B.I.C.U.S.

Brevi Interviste Con Uomini Schifosi

da Brevi interviste con uomini schifosi di D.F.Wallace
regia Giuliano Lenzi
allestimento Porciatti & Fagioli
con UgoGiulio Lurini e le brevi torture con suoni schifosi di Marco Bianciardi
produzione laLut/Festival Voci di Fonte

“Siamo sull’ottomana, beviamo qualcosa, ci godiamo la musica, facciamo due chiacchiere.
È il nostro terzo appuntamento, sera tardi, dopo la cena a e magari anche un film o due salti in discoteca. Mi piace tantissimo ballare. Insomma. Quando intuisco che è il momento giusto dico, senza un’atmosfera o qualche accenno introduttivo veri e propri: come la prenderesti se ti legassi?
Queste sei parole. Così. Alcune rifiutano su due piedi. Ma è una percentuale minima, direi scandalosamente minima. So se succederà nel momento stesso in cui lo chiedo. Ligeti, la cui opera, lei lo saprà senz’altro, è tanto astratta da sfiorare quasi l’atonalità, fornisce l’atmosfera ideale per proporre lo scenario contrattuale. In più dell’85% dei casi, il soggetto accetta.”

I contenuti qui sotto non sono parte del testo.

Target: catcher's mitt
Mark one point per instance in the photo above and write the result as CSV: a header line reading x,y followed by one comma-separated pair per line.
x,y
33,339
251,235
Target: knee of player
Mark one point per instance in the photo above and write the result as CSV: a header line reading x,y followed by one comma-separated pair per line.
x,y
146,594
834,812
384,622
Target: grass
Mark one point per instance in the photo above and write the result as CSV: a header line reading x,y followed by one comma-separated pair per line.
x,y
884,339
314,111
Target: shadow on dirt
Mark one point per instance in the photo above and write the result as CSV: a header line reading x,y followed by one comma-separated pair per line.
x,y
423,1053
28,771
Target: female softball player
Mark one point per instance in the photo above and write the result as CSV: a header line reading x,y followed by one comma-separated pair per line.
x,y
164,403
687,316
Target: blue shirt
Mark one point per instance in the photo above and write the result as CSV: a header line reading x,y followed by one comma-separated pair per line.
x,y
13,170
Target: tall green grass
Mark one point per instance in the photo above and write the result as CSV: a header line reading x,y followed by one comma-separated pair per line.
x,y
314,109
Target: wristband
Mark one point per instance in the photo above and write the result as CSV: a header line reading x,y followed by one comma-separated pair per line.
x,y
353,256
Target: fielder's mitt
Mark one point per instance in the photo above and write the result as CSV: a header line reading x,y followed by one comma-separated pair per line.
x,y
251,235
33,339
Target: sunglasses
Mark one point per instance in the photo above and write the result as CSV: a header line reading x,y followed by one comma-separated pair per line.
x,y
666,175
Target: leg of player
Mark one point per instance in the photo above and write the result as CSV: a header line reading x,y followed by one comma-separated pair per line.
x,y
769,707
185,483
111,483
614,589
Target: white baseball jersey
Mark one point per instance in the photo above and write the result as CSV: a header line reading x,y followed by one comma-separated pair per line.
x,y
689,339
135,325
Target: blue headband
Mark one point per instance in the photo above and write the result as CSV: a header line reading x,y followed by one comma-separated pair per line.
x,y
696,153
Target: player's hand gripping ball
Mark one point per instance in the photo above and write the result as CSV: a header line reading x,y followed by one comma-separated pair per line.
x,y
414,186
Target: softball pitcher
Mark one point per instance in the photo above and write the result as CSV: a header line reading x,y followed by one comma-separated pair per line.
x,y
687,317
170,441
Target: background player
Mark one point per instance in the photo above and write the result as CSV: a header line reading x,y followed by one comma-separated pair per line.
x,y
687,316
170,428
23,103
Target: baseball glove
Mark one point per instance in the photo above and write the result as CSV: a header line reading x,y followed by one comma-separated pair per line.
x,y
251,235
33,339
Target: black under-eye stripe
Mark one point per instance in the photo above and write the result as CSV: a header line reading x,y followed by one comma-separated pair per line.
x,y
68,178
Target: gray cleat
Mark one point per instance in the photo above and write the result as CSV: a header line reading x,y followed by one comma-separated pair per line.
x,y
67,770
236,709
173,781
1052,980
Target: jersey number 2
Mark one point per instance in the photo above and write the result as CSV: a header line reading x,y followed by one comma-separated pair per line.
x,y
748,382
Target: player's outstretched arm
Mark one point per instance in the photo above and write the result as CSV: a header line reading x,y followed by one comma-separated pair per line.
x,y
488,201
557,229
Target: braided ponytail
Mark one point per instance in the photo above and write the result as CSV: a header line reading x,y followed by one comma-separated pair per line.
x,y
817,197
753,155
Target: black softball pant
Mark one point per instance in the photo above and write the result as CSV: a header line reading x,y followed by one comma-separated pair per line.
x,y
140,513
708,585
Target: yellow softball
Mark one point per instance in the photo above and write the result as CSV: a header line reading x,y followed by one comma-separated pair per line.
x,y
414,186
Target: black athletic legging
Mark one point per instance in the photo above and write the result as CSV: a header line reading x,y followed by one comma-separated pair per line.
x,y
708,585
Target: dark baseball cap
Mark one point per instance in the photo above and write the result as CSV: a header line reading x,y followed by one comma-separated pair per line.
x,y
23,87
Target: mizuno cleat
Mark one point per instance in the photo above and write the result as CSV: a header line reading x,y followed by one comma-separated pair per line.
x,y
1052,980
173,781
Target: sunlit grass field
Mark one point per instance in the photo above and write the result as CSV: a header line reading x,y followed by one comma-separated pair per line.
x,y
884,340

La scrittura di David Foster Wallace ci ha sorpreso per l’immediatezza, la nitidezza, l’ironia severa con cui i protagonisti delle brevi interviste si delineano, mostrando la bassezza ordinaria delle loro pulsioni, nella quale non possiamo che riconoscerci continuamente; non indugia mai sugli aspetti dolorosi che proprio per questo emergono, in controluce, in maniera a tratti violenta.
Il cinismo dei personaggi e quello con cui lo scrittore ce li descrive, sembrano alimentarsi e moltiplicarsi a vicenda, così come – sul nostro palcoscenico – i flussi di coscienza manipolati da Ugogiulio Lurini (attore con vocazione soprattutto monologante, giullare medievale e improvvisatore in rima) sono alimentati da e alimentano quelli di rumore prodotti dalla chitarra di Marco Bianciardi (autore e fondatore del progetto berlinese The Somnambulist, già visto in passato tra le fila di gruppi musicali italiani quali Elton Junk e Caboto).
Ognuno dei personaggi sceglie di raccontarsi a un interlocutore – anzi, generalmente un’interlocutrice, un’intervistatrice appunto – per un bisogno e un compiacimento nel rappresentarsi, senza per questo riuscire a cancellare l’impressione di profonda, disperata solitudine che ciascuna delle loro storie lascia trasparire.
Delle numerose finte interviste che compongono il libro ne abbiamo scelte sei: sei diverse sfumature di “maschile schifosaggine”: quello che si vanta d’aver sedotto una ragazza dal cuore infranto ai cancelli dell’aeroporto; quello che si lamenta d’una incontrollabile stranezza nell’atto dell’orgasmo, che gli rovina tutti i rapporti con le donne; quello che si compiace d’aver sposato una che, avendo già fatto un figlio e non avendo il corpo sfatto, gli garantisce buona “tenuta” per il futuro; quello che ha fatto del braccio monco uno strumento di attrazione per le donne; quello che la lascia perché lei è terrorizzata dall’idea di essere lasciata; e infine quello che ci racconta la sua tecnica per attirare in camera da letto le predestinate al suo gioco di schiavismo.
Il problema maggiore non è stato scegliere ma scartare.
Ce ne sarebbero almeno altrettante che vorremmo mettere in scena.
Ma già così sono usciti circa 100’ di spettacolo, che ha debuttato nel Giugno 2010 al
Festival Voci di Fonte di Siena ed è stato replicato presso l’agenzia Einaudi e la Sala Lia Lapini di Siena, al Palazzo Santa Margherita di Modena, a La Riunione di Condominio a Roma e al Teatro Nomade di Trieste, combinando diversamente ogni volta 3 dei 6 quadri.